Starting example probabilistic programming
x := 0
y := 0
while (x^2 + y^2 <= 10^2)
  y := y+1 [0.5] y-1
  x := x+1 [0.5] x-1

Random walk. Does it terminate?
AST = Terminates with probability 1 (Almost Sure Termination)
PAST = Finite expected runtime (Positive Almost Sure Termination)
Previous work had proof rules to classify programs that are PAST or AST (via some kind of
constraint-based ideas). This work relaxes this to add the caveat of eventually by
restricting the syntax of the programs:

Acyclic variable dependencies in loop bodies
Polynomial updates allowed

Hard part is to compute bounds on program variables (that are written as monomials)
Classic technique for determinstic programs is to represent imperative loops as recurrence
relations and use a recurrence relation solver to get a closed-form expression for how
variables behave (asymptotic bounds). But in the probabilistic setting this needs generalising to stochastic
recurrences where there is a kind of 'cone' of bounds.

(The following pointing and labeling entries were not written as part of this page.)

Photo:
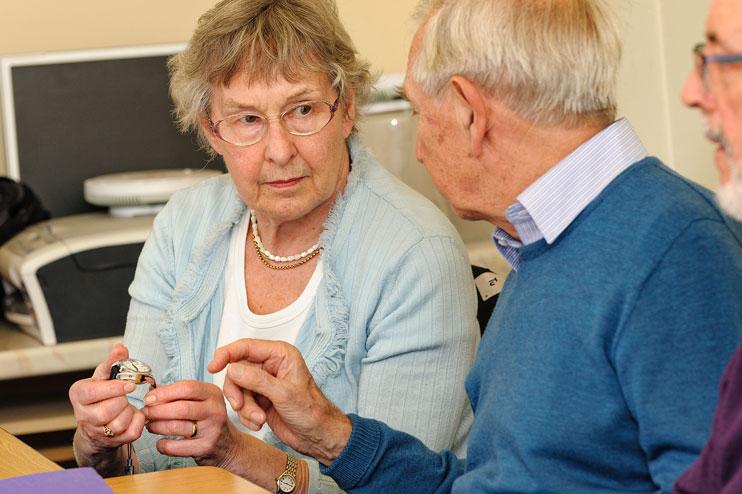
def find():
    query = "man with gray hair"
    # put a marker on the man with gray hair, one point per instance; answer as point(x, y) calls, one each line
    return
point(715, 88)
point(598, 370)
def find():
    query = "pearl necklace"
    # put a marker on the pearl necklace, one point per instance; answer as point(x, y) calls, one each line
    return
point(312, 251)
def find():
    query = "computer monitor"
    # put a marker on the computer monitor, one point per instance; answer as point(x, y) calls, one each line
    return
point(69, 116)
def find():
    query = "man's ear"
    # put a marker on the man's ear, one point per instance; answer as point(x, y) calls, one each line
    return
point(350, 112)
point(471, 110)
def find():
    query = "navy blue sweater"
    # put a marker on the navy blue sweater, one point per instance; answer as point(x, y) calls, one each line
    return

Treat all variables as a single variable to create a monomial
Solve the 'inhomogeneous' parts recursively (does inhomogeneous = heterogeneous?)
(this terminates because there are no cycles in the dependencies of loop dependencies)
Gives us an asymptotic lower-bounding function and upper-bounding function

This feels like it can be used in deterministic programs with conditionals to computer lower- and
upper bounds: I asked this and Marcel seemed positive about that idea (he pointed out that
probabilities become not that relevant anymore when they are doing the solving part described above).
This was a very clear talk. I learnt quite a bit!
Correctness of Sequential Monte Carlo Inference for Probabilistic Programming Languages, Daniel Lundén et al.

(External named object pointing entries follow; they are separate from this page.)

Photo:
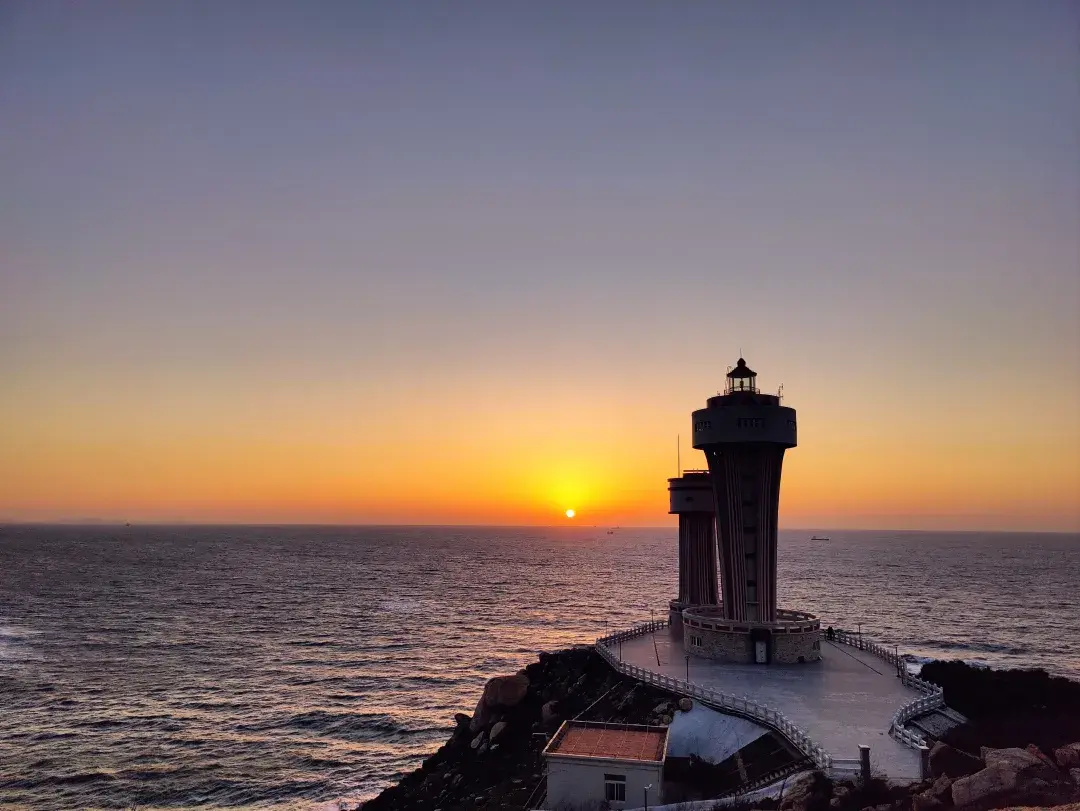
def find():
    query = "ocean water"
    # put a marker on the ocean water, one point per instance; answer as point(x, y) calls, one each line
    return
point(294, 666)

Probabilistic models are popular in many fields in the form of inference problems (see in things like
Machine Learning, Phylogenetics, Topci modelling).
Workflow: user writes an inference problem as a program, compiler applies inference algorithm to this, e.g.
Sequential Monte Carlo (SMC), Markov chain Monte Carlo (MCMC), and others.
Problem: when should resampling be performced during SMC? This seems to be done after the 'weight'/'score'
procedure in most dominate approaches (in Probabilist Programming Languages, PPLs), but with some slight variations.
Essentially there is a tradeoff: runtime overhead vs. inference accuracy, and a question: how does it affect
the correctness of the result?
Contributions:

Extended Borgström et al. ICFP 2016 calculus with a 'resample' construct.
Relate this (in what way?) to a generic SMC formulation
Extends SMC correctness result to the calculus
Oh no I missed this one.

Previous focussed more on algorithm implementation and efficiency rather than correctness (although SMC correctness
has been studied somewhat before). There was a nice related work summary here.
Example: model of aircraft localisation.
Initial position X0 ~ U(0,100)   (uniform distribution)
Transition model: Xn ~ N(Xn_1 + 2, 1)   (normal distribution capturing velocity + 2)
Observation model: Yn ~N(elevation(Xn), 2)  (normal distribution with noise)
Problem: Estimate X_n | Y_{0:n}
How is SMC inference applied:
1. Take a bunch of initial samples
2. "Weigh" samples using the observational model -
and resample (sample from the samples) and throw away the ones with non-zero weight
3. Propagate the samples forwards
4. Eventually this helps us determine the correct position
The meat is in step 2. The setup is then based on an untyped
lambda calculus + (real?) arithmetic + sampling (sample_N(0, 1) = draw a random sample
from normal distribution with mean 0 and variance 1) + weight (observe) + resample
(I guess we can see weight/resample/sample as effectful operations).
SMC is approximating a target distribution, so adding resample into our program should
help us converge to this. Theorem : if the number of calls to resample has an upper
bound N then we converge to the target distribution after N. There were a couple
of other theorems I didn't capture here.
Previous correctness results were extended to their calculus9 (nice) and the 'bootstrap particle
filter' was formalised in this approach.
Untypedness is key so that recursion is directly encoded.
Bayesian strategies: probabilistic programs as generalised graphical models, Hugo Paquet

Graphical model = directed graph of random variables (with their types) where edges = dependencies
between the variables. e.g., if no edge between two nodes then independent.
P(A,B,C) = P(A) * P(B|A) * P(C|A) if we know that the B depends on A and C depends on A only.
We can associate distributions then to these variables. e.g., with the above dependency structure
then we may have that:
A = sample (Normal 0 1)
B = sample (Poisson A)
C = sample (Normal A 1)

(note the dependency here in the probability distribution functions). Dependency is a static property
that can be thus represented in this graphical way.
But what about capturing data-flow and control-flow dependencies (these are two kinds of dependency):
add another kind of edge to capture the control flow.
The observation here is that these graphs are (Bayesian) event structures:

A set of nodes (with measure space)
Control-flow relation
Data-flow relation
Probability disitribution per node (I guess this is the Bayesian part)
Conflict relation (used to model branching where there are two copies of a node to represent a random
variable occuring in two control flow branches: draw a conflict edge between the two copies).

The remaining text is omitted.